We have read the article by Caporossi and associates with great interest. The encouraging long-term outcomes of collagen cross-linking and high index of safety that the authors have reported, is commendable. However, we believe there are a few gray zones in the article that could easily be clarified.
The authors have included patients with keratoconus progression documented “instrumentally” and clinically. Since no clear-cut guidelines to define progression exist, it would be interesting to note the criteria used by the authors to define progression in their study. Also, since initially only one eye was chosen to undergo cross-linking, it would be nice to know the criteria for selection.
The article mentions that patients included in this series were enrolled during the first 6 months of the study period and completed a minimum of 48 months of follow-up. It would be of interest to know if these were consecutive patients and if any patients were excluded, as this would affect the denominator in calculating incidence values.
The significant underestimation of pachymetry values obtained on the Orbscan (Bausch & Lomb, Inc., Rochester, New York, USA) does emphasize the fact that postoperative pachymetry values obtained on the Orbscan may be fallacious. However, it would be inappropriate to compare the values of minimal thickness of the cornea obtained on the Orbscan with those of the central cornea using ultrasound or HRT II (Heidelberg Retinal Tomography; Heidelberg Engineering, Rostock, Germany) confocal microscopy, since the 2 points may not coincide.

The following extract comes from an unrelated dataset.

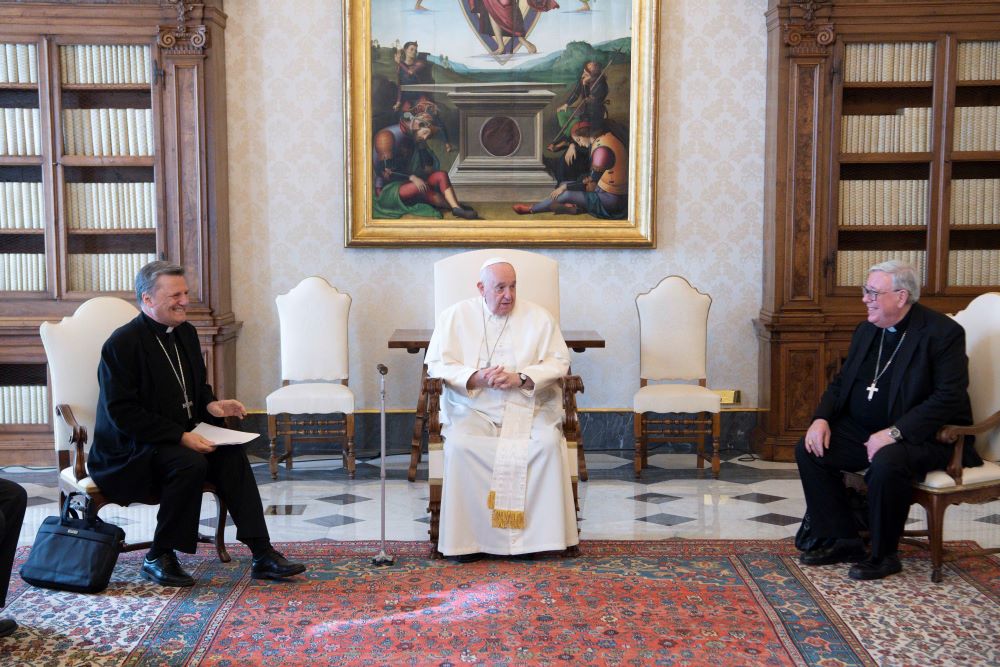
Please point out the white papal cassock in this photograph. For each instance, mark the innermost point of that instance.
(468, 337)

The subset of patients undergoing preoperative and postoperative anterior segment optical coherence tomography (OCT) measurements (Figure 1) is not mentioned. This assumes significance, as the Visante OCT was apparently available to the authors only during the latter part of the study.

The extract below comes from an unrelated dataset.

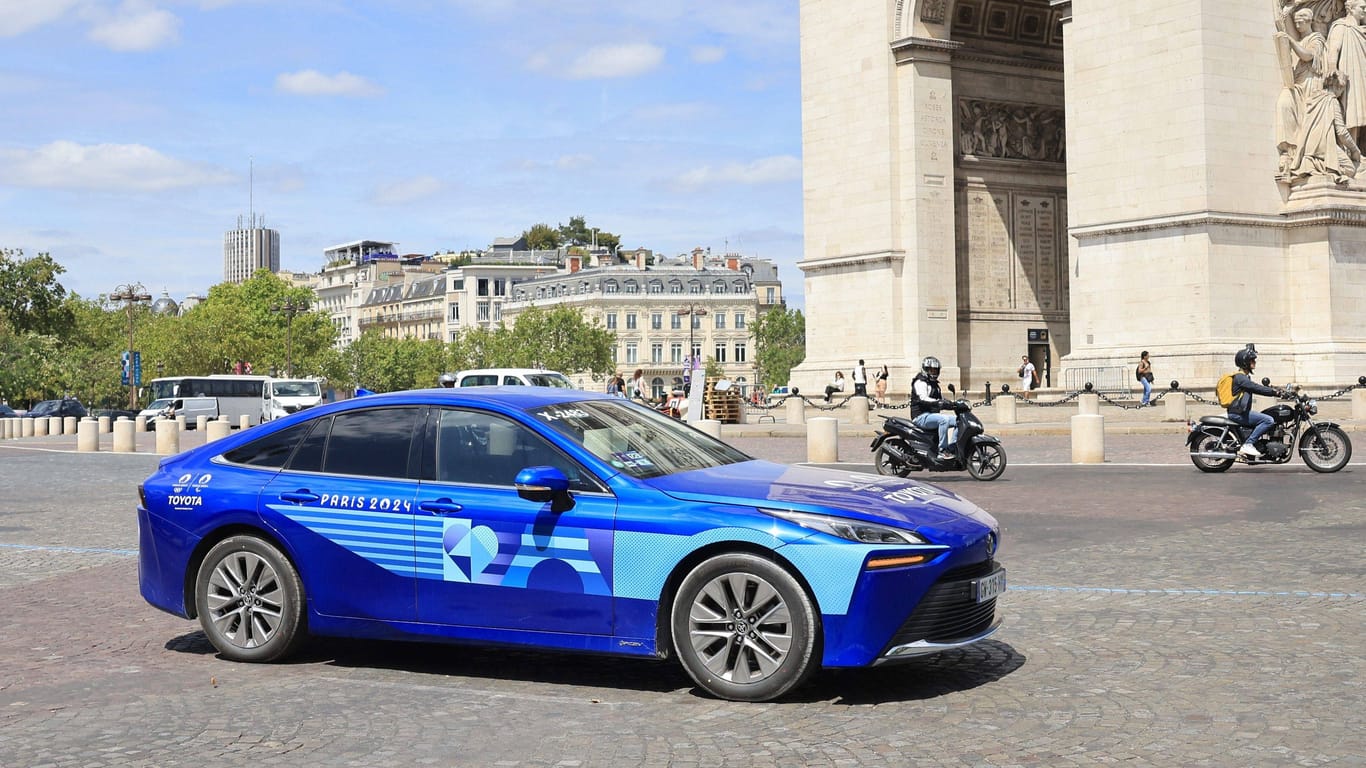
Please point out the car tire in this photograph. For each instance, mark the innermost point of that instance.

The authors encountered an insignificant mean endothelial cell loss (2%). Though the authors mention this is consistent with physiological levels, literature suggests physiological cell loss is lower at 0.6% per year. The hyperopic shift and reduction in the cylindrical refractive error along with improvement in both the uncorrected and the best-corrected visual acuity are heartening to note. However, when the mean uncorrected visual acuity and the time-matched refractive error are compared, the values do not seem to corroborate, and it would be good to have pupil size measurements mentioned too.
The abstract mentions that 65% of contralateral eyes showed progression 24 months after commencement of the trial. Though these patients apparently underwent cross-linking (Figure 4), the text does not give any details about the same. We are also curious to know how the authors masked the results or the tests.
Performing cross-linking in young patients may reduce the burden of keratoplasty in the economically productive age group, but the authors’ interpretation that it is most indicated in such cases is extrapolation beyond the data, as age-specific comparative evaluation of results is not mentioned. Also, since the authors have not performed cross-linking in patients with stationary keratoconus, concluding that the procedure may improve visual acuity in such patients again is extrapolation beyond the data.